Die Hexen besprachen die Leichtigkeit des Seins und lebten sie. Jede einzelne genoss es, sich nur um das eigene Wohlergehen und nicht um das ihrer Männer und Kinder, Gedanken machen zu müssen. Zirka 20 Frauen kochten laut schnatternd miteinander, schliefen im Zelt zusammen und auf Matratzenlagern. Wir planten und fuhren die Tagestour gemeinsam und hoben abgelegte Motorräder wieder auf. Wir machten Lagerfeuer, sinnierten über Weltprobleme bei Rotwein und Bier und lästerten ausgiebig über das andere Geschlecht. Was ein Spaß!
Und hier kamen sie ganz klar zum Vorschein, die Prinzessinnen und die Räuber.
Es ist schwer, sie zu beschreiben, dennoch wenn man ihnen begegnet, ist eine Zuordnung ganz klar und einfach. Eine Prinzessin versucht mit allen weiblichen Tricks und Hilfsmitteln möglichst bequem und ohne dabei allzu schmutzig zu werden, konsequent an ihr Ziel zu gelangen. Es gibt keine Regeln, alles ist erlaubt, wenn nicht sogar gefordert. Der kokette, wie der hilflose, leicht feuchte Augenaufschlag, die schmollenden oder verzweifelt bebenden Lippen, die eng anliegende, figurbetonte Kleidung und eine kindliche Stimme oder Körperhaltung werden zu Einsatz gebracht. Auch laut betonte Emanzipation, die aber leider gerade Frau, just im Moment, nicht erfüllen kann, weil sie halt doch nur dem schwachen weiblichen Geschlecht angehört, alles ist mit im Repertoire. Mann sollte sich nicht täuschen lassen, nicht jede Prinzessin erkennt er automatisch am modisch, sauberen und gut sitzendem Outfit.
Ein Räuber ist eher praktisch orientiert. Er verfolgt ebenfalls konsequent seine Ziele. Doch sein Einsatz liegt im Selber-Tun, und nicht im Inszenieren. Deswegen gebraucht er Tricks und Hilfsmittel direkt für das Erledigen und Bewältigen der Lage und nicht zur Manipulation von Menschen, die das für ihn erledigen. Kommt er dabei mit Schmutz oder Schweiß in Berührung, sind das Umstände, die man akzeptiert. Beide sind aber gleichermaßen stolz auf Erreichtes.

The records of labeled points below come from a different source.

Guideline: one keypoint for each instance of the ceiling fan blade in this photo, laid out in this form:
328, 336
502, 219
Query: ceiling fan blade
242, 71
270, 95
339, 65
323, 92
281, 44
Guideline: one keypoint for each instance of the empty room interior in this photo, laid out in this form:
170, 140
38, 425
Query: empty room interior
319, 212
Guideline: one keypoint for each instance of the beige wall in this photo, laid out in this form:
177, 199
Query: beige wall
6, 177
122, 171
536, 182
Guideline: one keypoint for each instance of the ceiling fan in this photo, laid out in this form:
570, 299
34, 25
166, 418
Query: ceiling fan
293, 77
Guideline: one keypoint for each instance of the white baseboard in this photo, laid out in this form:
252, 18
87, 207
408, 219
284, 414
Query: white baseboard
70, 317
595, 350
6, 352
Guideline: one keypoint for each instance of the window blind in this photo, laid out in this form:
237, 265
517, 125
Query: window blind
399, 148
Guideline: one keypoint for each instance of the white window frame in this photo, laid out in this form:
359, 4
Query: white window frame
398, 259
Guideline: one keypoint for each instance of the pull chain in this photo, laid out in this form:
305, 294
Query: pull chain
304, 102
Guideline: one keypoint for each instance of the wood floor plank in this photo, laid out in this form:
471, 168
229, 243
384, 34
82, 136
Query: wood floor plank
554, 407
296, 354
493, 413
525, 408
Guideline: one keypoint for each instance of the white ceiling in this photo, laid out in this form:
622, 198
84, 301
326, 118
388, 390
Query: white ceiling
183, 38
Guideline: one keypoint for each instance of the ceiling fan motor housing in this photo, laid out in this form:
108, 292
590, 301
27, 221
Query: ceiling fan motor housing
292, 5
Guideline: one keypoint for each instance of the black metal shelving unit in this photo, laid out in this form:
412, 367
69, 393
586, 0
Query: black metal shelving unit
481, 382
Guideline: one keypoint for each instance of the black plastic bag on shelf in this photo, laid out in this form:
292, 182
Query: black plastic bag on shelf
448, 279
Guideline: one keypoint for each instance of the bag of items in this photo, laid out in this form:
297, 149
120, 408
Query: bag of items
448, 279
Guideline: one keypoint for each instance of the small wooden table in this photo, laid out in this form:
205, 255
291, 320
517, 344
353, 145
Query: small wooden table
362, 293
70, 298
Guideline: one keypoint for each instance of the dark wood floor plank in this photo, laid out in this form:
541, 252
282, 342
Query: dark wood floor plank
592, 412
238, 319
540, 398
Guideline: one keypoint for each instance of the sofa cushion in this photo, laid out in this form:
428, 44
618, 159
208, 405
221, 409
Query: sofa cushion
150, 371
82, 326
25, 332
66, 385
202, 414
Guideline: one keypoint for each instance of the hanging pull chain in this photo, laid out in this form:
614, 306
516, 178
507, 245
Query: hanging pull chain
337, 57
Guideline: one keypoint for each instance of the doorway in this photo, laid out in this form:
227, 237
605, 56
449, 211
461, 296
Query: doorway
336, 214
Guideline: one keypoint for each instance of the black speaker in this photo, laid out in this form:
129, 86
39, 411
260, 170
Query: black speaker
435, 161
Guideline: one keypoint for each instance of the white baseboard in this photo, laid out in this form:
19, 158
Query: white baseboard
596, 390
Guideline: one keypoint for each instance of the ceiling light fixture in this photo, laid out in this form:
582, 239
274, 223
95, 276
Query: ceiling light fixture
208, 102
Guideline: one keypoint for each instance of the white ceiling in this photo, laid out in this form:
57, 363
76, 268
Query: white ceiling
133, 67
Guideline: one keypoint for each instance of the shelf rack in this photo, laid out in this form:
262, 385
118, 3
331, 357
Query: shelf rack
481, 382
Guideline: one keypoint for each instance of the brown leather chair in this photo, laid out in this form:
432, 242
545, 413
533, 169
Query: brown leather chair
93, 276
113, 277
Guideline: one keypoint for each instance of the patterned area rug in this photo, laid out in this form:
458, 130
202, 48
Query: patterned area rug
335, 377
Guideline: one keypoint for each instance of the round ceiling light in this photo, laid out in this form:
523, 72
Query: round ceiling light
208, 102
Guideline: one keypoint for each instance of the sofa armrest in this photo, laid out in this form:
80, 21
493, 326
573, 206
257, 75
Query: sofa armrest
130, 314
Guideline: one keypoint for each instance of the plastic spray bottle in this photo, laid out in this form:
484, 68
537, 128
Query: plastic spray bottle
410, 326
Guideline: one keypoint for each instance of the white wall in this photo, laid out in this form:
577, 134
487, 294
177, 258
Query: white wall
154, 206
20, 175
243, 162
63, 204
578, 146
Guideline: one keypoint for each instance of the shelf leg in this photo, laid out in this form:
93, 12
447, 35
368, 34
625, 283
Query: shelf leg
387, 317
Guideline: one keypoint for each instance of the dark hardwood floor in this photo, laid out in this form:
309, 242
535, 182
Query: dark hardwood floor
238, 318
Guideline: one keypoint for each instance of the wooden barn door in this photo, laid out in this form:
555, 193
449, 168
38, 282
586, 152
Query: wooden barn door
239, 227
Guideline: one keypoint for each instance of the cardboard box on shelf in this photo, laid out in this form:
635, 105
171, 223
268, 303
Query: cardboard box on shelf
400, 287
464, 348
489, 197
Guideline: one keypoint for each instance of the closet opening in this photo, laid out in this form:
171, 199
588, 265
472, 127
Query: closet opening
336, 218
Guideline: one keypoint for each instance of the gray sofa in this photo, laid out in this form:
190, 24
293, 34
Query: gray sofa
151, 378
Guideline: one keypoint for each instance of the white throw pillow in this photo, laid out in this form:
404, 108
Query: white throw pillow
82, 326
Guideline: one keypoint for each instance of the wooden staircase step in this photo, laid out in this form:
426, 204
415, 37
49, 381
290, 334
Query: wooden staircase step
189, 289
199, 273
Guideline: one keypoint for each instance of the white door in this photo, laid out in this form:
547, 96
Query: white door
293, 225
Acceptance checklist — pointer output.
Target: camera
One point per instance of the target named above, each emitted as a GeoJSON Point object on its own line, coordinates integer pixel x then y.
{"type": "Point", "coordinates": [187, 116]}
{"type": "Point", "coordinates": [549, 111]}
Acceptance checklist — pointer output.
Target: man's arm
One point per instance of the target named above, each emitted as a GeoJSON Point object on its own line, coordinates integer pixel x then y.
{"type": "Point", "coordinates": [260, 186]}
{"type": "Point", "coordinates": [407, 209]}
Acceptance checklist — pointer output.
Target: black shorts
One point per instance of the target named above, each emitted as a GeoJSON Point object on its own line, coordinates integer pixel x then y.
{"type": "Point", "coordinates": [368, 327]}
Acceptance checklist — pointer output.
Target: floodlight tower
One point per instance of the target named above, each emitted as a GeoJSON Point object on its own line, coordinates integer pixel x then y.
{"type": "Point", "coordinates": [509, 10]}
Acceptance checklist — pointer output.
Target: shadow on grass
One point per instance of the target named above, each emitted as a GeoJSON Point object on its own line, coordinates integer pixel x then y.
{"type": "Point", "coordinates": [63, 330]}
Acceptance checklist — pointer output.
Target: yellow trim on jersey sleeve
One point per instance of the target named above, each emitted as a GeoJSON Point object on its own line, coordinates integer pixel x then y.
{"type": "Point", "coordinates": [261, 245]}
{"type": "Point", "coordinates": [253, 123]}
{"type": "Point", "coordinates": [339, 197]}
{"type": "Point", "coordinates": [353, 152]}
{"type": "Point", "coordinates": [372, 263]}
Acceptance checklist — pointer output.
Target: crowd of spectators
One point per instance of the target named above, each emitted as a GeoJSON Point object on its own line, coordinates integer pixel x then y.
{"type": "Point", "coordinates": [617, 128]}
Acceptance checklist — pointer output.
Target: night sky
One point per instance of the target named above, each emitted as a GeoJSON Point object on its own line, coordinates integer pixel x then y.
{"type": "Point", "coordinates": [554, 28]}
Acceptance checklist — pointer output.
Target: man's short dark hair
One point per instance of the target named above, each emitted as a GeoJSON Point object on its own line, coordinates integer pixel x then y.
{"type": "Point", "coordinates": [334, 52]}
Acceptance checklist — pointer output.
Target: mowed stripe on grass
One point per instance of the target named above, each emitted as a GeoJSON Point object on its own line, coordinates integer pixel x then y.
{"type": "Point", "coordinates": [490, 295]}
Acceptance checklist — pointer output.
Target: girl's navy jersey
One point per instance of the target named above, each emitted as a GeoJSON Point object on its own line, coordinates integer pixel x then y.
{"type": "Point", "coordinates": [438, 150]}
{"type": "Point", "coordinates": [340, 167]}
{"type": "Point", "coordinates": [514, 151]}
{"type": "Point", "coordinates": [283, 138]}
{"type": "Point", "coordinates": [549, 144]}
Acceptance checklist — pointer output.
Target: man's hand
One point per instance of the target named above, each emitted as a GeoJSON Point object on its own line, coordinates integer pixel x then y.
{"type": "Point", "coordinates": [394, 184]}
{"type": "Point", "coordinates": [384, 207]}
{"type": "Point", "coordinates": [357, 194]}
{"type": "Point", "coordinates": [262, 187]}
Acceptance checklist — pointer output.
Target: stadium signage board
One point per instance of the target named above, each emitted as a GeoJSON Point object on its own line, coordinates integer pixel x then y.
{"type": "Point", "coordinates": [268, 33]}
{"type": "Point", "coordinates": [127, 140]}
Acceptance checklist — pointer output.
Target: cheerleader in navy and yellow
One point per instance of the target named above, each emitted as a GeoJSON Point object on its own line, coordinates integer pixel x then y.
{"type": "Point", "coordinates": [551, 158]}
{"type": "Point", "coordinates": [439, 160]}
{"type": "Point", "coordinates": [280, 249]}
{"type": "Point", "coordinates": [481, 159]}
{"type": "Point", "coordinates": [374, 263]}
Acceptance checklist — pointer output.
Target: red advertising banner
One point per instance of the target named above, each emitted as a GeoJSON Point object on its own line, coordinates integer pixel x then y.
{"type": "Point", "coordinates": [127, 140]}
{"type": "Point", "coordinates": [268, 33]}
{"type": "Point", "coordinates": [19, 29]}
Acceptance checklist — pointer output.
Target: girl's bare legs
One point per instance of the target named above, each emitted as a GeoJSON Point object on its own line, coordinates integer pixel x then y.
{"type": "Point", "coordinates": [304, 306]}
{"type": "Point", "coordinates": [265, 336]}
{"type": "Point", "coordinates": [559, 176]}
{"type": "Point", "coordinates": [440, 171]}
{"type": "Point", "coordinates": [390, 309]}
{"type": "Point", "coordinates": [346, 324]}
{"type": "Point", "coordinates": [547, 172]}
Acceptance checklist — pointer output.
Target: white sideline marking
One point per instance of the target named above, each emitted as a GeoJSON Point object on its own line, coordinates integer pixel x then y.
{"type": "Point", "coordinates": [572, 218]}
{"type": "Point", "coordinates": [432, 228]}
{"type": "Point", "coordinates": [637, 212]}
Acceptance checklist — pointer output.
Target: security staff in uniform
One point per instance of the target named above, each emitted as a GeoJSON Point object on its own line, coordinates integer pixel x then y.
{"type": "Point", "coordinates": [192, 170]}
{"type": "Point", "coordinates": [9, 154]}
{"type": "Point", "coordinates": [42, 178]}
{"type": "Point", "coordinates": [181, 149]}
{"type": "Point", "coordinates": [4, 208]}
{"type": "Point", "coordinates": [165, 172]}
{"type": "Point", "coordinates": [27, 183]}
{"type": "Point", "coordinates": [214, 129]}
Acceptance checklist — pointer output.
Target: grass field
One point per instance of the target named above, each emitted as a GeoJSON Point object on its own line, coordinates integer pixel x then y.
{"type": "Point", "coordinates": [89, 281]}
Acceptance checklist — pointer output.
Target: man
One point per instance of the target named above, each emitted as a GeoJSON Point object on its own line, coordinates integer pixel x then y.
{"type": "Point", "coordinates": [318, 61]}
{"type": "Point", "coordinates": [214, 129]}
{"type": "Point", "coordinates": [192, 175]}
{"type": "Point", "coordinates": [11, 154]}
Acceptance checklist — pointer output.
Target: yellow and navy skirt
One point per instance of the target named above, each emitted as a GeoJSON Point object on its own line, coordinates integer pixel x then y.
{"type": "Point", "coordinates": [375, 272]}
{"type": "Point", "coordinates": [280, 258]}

Prinzessinnen und Räuber findet man übrigens im gleichen Verhältnis bei den Herren der Gesellschaft. Witziger weise erkennt man eine männliche Prinzessin oft am stupidesten Macho-Geläster und das weibliche Gegenstück legt sich mit leidenschaftlichem, aggressivem Emanzen-Getöse gerne den Räubermantel um.